In one instance, investigators said they found text messages a manager at the Worthington plant sent to prospective employees who were discussing using false identification documents to secure a job with PSSI.
Investigators say they have been able to confirm that at least 31 children as young as 13 have been working for PSSI by talking to them and comparing timeclock photos and employment data with pictures and information in local school records.
Officials at JBS and Turkey Valley Farms say they are monitoring the situation with PSSI and will consider taking action against the company based on the outcome of the investigation.

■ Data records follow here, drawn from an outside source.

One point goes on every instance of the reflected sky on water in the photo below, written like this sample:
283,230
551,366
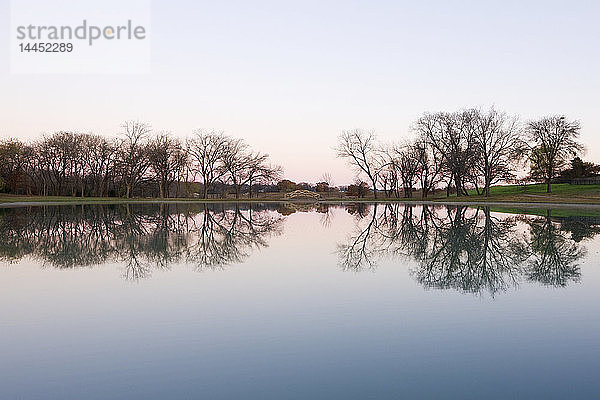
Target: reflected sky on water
298,301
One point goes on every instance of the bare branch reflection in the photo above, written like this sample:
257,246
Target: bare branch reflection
468,249
142,237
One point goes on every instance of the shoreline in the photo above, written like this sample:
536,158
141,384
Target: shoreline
546,203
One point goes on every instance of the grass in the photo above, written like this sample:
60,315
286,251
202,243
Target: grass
561,194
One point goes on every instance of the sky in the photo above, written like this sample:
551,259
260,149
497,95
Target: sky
289,77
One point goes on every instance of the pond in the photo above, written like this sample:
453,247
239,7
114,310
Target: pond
298,301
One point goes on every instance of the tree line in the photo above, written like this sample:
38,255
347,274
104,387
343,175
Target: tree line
139,162
469,148
469,249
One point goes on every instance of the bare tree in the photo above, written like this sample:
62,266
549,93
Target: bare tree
133,160
235,161
553,140
360,148
452,136
257,170
429,166
408,167
498,145
206,151
167,158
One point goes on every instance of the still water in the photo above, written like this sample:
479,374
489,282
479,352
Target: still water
288,301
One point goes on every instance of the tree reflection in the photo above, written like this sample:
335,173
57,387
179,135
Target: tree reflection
467,249
143,238
554,255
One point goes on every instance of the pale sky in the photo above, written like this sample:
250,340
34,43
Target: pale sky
290,76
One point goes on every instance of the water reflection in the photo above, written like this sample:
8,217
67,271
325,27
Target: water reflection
469,249
142,238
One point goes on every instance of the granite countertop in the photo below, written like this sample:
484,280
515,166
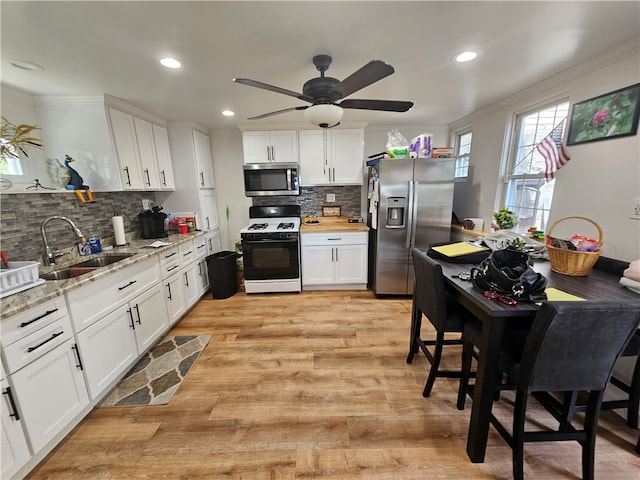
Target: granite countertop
332,224
50,289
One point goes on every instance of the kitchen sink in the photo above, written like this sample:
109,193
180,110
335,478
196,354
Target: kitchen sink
85,267
102,261
69,272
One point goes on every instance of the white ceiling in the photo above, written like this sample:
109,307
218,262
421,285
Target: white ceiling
91,48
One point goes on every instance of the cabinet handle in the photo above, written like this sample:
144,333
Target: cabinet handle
12,404
127,285
48,312
74,347
54,335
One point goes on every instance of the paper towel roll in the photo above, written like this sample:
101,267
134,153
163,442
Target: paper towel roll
118,230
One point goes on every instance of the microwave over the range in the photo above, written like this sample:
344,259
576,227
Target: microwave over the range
271,179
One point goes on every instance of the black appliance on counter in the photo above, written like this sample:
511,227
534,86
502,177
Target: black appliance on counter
151,223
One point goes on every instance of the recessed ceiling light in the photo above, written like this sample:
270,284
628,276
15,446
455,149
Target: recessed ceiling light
24,65
170,63
465,56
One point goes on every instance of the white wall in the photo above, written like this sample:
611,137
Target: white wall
601,180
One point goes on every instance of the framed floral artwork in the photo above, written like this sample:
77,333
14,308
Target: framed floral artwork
612,115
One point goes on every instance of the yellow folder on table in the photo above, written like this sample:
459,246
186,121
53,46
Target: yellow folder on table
459,248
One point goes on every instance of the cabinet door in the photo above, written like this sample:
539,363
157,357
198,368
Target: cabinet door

“We take seriously the allegations against PSSI, which, if true, represent a clear violation of our ethical policies,” Michael Koenig, JBS’s chief ethics and compliance officer, said in a statement. He said JBS is taking steps to verify the status of all the sanitation workers at its plants and the company won’t tolerate child labor.
In addition to the Nebraska and Minnesota plants, investigators also seized records from a Tyson Foods plant in Sedalia, Missouri, but they didn’t identify any workers from there as minors in the court documents.
Tyson spokesman Derek Burleson said the company is aware of the allegations against PSSI and is cooperating with investigators. Burleson said Tyson expects its suppliers to follow the same labor laws it does to make sure minors aren’t being hired, and it is working with them to ensure that is the case.
The underage workers that investigators confirmed included one 13-year-old who suffered a serious chemical burn from the caustic chemicals used to clean the JBS plant in Grand Island every night.
Investigators said in court documents that some of the teens they found working for PSSI told them that “everyone there knew” that they were minors, and in one case, a search of a government database showed that one employee’s age came up as 129-years-old when their Social Security number was checked.
PSSI asked the court to order investigators to share more details about that case and identify the children it found to help it ensure that “rogue individuals” aren’t finding ways to circumvent the company’s efforts to avoid hiring people under age 18.
But the judge only ordered limited information to be released after the Labor Department argued that PSSI already has all the information it needs to identify any minors in its own company documents.
“It is not the Secretary’s responsibility to teach defendants how to search their own documents to find the minor children they employ. Further, PSSI need only consult their own managers working on the ground at these establishments to conduct their own due diligence,” the Labor Department said in court documents.
The company and investigators are due in court on Dec. 7 to argue about whether a federal judge should issue a preliminary injunction in the case.